Harvey Back in Sprinting Form, Aims for Top 30-World Cup Results

Kieran JonesNovember 18, 2010
Alex Harvey during the 30 k Pursuit at the Vancouver Olympics (Photo: Brad Jones)

Along with the rest of the Canadian National Ski Team (CNST), Alex Harvey opened his season this past weekend in Bruksvallarna, Sweden. In two races, the promising youngster with two World Cup medals to his name finished 16th and fifth.

In Harvey’s first competition of the year, a sprint race, he qualified for the rounds in a strong seventh place. “It was a really good day,” Harvey said in a recent phone interview with FasterSkier.

However, despite feeling strong, he ran into some trouble in his quarter-final heat. Skiing in second place for most of the race, Harvey was limited by the narrow course, which he described as “sketchy.”  The racer in front of him was aggressively holding onto the lead, and while Harvey made a few attempts to pass, he didn’t try to force his way by the other skier, opting to hang back in second. And when the leader crashed, breaking a pole, three skiers went around while Harvey was stuck, leaving him out of the race in 16th place.

“I should have been more aggressive,” said Harvey. “I didn’t qualify for many heats last year, so I lost a bit of that‘heats aggressiveness, and [Saturday] was a good reminder of that.”

Indeed, Harvey did struggle with sprinting during the 2010 season, making it past the qualification round just twice at the World Cup level – and he said that his result from the early season sprint race was encouraging.

“Last year, I was always a little more tired than I should have been,” he said. “I was a tiny bit slower than I usually am, and it makes a big difference in sprints. It’s that half a second or a second that will help you make the rounds a little more often.”

While Harvey felt he could have gone little further in the sprint, he was happier with his fifth place in the 15 k skate on Sunday.

However, Harvey, who described himself as a traditionally slow starter to the season, called the competition “100 percent a training race,” and cautioned

Harvey leads Norway's Petter Northug at the Olympics last year.

that people shouldn’t read too much into early season success. “I was still over a minute back of [Marcus] Hellner,” he said.

Since getting off the plane from Canada a week ago, Harvey has done just over 20 hours of training, and Sweden was his first time on skis since the CNST’s trip to the Snow Farm in New Zealand in August.

And Harvey will keep his nose to the grindstone all the way up to the World Cup opener this weekend, in Gallivare, Sweden. He’ll train twice a day all week, and while the first World Cups are important, Harvey maintained that World Championships in Oslo is his primary target.

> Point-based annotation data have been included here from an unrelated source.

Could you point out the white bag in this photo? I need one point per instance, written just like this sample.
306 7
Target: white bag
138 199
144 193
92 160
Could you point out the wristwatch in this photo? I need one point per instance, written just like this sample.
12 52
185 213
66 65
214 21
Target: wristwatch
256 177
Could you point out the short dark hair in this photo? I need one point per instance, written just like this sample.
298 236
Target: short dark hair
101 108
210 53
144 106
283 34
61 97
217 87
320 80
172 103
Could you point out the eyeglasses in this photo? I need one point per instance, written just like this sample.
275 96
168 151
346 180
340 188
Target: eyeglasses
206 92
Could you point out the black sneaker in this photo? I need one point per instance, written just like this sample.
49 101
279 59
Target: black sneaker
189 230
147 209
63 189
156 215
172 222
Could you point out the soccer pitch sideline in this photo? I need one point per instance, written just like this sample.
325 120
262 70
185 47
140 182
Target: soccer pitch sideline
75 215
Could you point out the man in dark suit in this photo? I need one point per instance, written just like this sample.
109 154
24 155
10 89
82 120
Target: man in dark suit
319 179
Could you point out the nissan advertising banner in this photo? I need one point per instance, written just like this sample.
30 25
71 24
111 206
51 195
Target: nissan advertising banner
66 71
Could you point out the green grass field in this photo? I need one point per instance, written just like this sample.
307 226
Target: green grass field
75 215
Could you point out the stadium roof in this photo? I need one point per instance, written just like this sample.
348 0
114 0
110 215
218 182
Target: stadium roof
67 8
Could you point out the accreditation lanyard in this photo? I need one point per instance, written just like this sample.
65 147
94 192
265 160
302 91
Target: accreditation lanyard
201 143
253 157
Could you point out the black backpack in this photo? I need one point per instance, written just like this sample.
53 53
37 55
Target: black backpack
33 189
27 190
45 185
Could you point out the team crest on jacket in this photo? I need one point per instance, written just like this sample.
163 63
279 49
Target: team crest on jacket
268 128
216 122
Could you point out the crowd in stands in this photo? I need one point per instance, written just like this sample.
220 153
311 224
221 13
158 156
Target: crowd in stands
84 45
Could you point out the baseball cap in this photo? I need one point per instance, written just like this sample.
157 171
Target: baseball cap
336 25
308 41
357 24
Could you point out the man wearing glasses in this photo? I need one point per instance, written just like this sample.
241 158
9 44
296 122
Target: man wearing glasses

For the early season, he said hopes to maintain his form, get in lots of hours on snow, and prioritize recovery.

As far as results, Harvey is targeting World Cup points in his early-season starts, which go to the top 30 finishers. That’s slightly better than this time last year, when Harvey tended to place just outside the points. He hopes to be in the top 10 by the Tour de Ski in early January, and then be within reach of the podium for World Championships in February, and for the rest of the season.

The other piece of news Harvey offered was that the Canadian men’s relay team may switch up their order this year. The relay has often started with 10 k classic specialist Devon Kershaw, who is known for his opening leg speed. However, this year, it may change, as the team is rethinking their strategy.

“We’ve noticed that the second leg seems to have a lot of heavy hitters – the Czechs went with [Lukas] Bauer at the Olympics and it worked,” said Harvey. “We’re safe on the third leg, because no one is ever going to be able to drop Ivan [Babikov].”

The Canadians will play their relay selections by ear in Gallivare, going with whoever seems to be having the best results. George Grey has typically been the fourth member of the team, but he and Babikov flew into Sweden this week, and their fitness has yet to be tested.